In the beginning of the nineteenth century developments in science had little impact on the lives of most people in the world. By the end of the century, however, the world had been completely transformed as scientific understanding of matter and energy enabled the rise of a globalized industrial civilization. This section explores the scientific developments that led to this enormous change in the way we live; how we successfully and unsuccessfully reason on the basis of evidence; and the implications of the mechanistic picture of the universe that came to its culmination in Nineteenth Century physical science.

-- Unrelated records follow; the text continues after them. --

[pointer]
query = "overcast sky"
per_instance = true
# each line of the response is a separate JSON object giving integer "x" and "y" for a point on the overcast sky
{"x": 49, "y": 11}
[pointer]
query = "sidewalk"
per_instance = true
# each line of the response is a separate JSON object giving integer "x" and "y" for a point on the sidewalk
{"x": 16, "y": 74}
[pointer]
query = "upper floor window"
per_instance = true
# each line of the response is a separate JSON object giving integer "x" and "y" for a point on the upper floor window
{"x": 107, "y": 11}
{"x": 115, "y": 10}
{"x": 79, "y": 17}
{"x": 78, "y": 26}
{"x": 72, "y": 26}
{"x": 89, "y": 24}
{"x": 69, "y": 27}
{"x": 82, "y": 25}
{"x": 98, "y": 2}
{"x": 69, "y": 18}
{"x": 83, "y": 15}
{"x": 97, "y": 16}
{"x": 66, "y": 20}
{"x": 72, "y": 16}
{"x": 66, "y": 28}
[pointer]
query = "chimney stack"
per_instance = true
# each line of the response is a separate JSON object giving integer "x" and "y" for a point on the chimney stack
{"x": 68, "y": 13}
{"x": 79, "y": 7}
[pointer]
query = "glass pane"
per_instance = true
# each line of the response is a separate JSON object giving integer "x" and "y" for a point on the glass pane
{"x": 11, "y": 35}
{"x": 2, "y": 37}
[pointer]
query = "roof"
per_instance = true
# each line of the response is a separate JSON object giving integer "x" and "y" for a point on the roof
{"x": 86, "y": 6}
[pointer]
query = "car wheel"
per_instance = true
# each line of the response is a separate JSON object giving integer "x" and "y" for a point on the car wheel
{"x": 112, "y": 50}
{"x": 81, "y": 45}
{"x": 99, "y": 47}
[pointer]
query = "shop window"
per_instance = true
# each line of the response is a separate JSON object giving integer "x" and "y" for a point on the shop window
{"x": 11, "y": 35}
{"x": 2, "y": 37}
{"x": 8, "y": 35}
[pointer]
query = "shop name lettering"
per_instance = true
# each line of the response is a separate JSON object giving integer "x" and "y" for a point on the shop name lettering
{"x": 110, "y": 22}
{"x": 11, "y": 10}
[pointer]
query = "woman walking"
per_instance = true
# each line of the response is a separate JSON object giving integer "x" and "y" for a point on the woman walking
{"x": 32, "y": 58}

What kind of stuff is the material world made of and what causes motion and change within the material world? This fundamental question was the concern of some of the first naturalistic philosophers in ancient Greece, although it was not really answered with any degree of precision until the nineteenth and twentieth centuries which saw the development of chemistry, the study of electromagnetism and thermodynamics. In this part we take as our historical centerpiece the scientific advances in understanding the stuff of the universe that took place during the nineteenth century. These advances in understanding have had many profound consequences on our lives both in terms of how we live and how we understand our place in the world. They led to the industrial revolution and the development of the modern, urban, consumer lifestyle we all now take for granted. But they also seemed to threaten both religious and philosophical ideas about the significance of our lives since they led many people to explicitly endorse what had hitherto been the heretical concept that the material world of atoms interacting via physical forces is all there is. This was perceived by many supporters of traditional ideas concerning human beings as a threat for obvious reasons — if matter and energy are all that there is, how do concepts such as an immortal soul, a just moral order of the universe, God, human free will make any sense at all?